August 20 — Silence and solitude reflections
You face anxiety by taking life one day at a time. Sufficient for the day is its own trouble, Jesus said.
The more mature I get, the more I understand the wisdom of this. Presence is key. Tomorrow is not promised. A lot can change in 24 hours. But more often than not, the moment is full of blessings from God, and in it you have an opportunity to love him. That choice, that possibility, is always before you. And there is almost always cause for gratitude.
Thoughts from 1 Timothy:
I. Here is both the fuel and the great object of Paul’s charge: “love that issues from a pure heart and clear conscience.” This is critical to remember throughout the rest of the book, which I imagine some could read as a bit stodgy, fundamentalist, or legalistic.
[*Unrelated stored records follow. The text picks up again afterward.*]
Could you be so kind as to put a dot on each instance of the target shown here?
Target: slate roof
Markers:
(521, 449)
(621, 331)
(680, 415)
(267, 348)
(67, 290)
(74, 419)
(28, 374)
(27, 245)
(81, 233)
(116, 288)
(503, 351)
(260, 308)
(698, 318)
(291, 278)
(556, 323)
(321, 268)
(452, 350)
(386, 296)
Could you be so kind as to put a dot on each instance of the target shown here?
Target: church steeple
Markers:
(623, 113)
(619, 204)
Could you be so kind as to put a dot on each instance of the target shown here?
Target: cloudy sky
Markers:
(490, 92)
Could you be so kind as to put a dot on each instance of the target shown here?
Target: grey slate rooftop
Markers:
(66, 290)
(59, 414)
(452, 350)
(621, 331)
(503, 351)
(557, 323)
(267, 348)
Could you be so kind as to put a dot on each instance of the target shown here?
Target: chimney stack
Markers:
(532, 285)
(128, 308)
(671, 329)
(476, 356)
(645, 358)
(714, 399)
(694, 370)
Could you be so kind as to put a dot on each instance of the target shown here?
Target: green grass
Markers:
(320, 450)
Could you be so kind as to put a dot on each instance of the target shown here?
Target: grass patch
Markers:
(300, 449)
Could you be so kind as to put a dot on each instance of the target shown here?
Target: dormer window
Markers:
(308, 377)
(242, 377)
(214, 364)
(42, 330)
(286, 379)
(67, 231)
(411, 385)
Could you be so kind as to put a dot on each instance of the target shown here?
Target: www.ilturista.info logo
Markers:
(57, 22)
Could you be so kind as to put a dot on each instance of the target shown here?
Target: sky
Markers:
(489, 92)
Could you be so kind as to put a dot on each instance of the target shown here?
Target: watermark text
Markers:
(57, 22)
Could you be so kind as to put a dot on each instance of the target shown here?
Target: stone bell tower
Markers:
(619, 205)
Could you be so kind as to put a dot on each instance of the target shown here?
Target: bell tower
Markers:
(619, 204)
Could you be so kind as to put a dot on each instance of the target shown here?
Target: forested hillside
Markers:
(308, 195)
But the aim is love. That’s why elders and deacons have all those qualifications. That’s why Paul urges prayer for all who are in authority. That’s why he talks so much about honoring widows and caring for one’s family and the relationships between masters and servants. That’s why he stresses doctrine and teaching. That’s why he warns about the love of money. We need to know this stuff to become better lovers.
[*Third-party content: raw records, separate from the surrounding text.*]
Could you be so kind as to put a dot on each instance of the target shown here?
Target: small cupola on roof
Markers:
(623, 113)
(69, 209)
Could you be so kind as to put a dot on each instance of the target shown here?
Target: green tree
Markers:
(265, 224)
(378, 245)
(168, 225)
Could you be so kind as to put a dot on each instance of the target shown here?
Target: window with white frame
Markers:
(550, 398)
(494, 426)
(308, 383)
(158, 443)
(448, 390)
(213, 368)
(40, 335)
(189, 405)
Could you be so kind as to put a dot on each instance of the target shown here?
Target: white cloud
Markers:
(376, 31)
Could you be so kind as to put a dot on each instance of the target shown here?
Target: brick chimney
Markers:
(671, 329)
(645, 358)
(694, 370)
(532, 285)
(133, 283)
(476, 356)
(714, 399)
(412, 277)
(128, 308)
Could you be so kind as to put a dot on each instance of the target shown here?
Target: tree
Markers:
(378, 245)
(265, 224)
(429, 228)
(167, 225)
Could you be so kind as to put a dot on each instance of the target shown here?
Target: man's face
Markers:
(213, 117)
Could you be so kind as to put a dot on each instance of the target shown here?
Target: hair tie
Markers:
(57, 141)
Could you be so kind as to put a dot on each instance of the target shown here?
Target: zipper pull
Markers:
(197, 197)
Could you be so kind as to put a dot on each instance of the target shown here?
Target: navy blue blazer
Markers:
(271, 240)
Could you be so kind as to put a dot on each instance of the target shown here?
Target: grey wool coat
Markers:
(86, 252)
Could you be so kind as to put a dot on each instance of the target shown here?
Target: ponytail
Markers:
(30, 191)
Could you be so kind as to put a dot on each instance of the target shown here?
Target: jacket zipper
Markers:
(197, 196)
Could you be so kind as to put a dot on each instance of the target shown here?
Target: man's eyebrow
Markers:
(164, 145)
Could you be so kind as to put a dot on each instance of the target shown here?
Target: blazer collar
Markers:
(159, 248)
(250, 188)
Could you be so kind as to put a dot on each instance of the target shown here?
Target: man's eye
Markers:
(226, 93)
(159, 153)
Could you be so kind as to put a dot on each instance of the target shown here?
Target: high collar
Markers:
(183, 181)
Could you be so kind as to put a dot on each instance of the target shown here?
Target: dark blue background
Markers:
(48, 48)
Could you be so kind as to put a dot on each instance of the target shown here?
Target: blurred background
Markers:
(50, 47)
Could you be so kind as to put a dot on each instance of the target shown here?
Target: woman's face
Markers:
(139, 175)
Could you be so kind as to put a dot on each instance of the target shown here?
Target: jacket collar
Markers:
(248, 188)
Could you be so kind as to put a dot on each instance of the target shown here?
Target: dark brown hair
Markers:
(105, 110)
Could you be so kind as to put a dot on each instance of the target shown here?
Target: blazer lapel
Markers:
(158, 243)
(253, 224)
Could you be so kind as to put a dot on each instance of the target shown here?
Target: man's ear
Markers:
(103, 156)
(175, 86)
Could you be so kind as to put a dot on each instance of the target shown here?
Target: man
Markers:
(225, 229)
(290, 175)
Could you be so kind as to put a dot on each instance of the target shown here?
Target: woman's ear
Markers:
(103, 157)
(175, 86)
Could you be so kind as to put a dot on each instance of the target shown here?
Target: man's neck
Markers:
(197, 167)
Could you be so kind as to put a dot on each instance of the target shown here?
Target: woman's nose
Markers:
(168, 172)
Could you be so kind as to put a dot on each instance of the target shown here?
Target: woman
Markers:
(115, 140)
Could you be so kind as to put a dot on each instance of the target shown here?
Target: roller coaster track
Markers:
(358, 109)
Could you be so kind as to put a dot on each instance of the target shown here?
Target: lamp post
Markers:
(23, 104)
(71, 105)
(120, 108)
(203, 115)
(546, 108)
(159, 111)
II. Look at Paul’s exhortation to Timothy in 4:11–16: “Command and teach these things. Let no one despise you for your youth, but set the believers an example in speech, in conduct, in love, in faith, in purity. Until I come, devote yourself to the public reading of Scripture, to exhortation, to teaching. Do not neglect the gift you have, which was given to you by prophecy when the council of elders laid their hands on you. Practice these things, immerse yourself in them, so that all may see your progress. Keep a close watch on yourself and on the teaching. Persist in this, for by so doing you will save both yourself and your hearers.”
Public reading of Scripture, set an example, devote yourself, practice, immerse, progress, persist. That sounds awfully liturgical — rhythmic, regular, and disciplined — yet it also leaves open the possibility of immediate, dynamic, Spirit-empowered transformation, because Timothy had a gift that was given by the laying on of hands.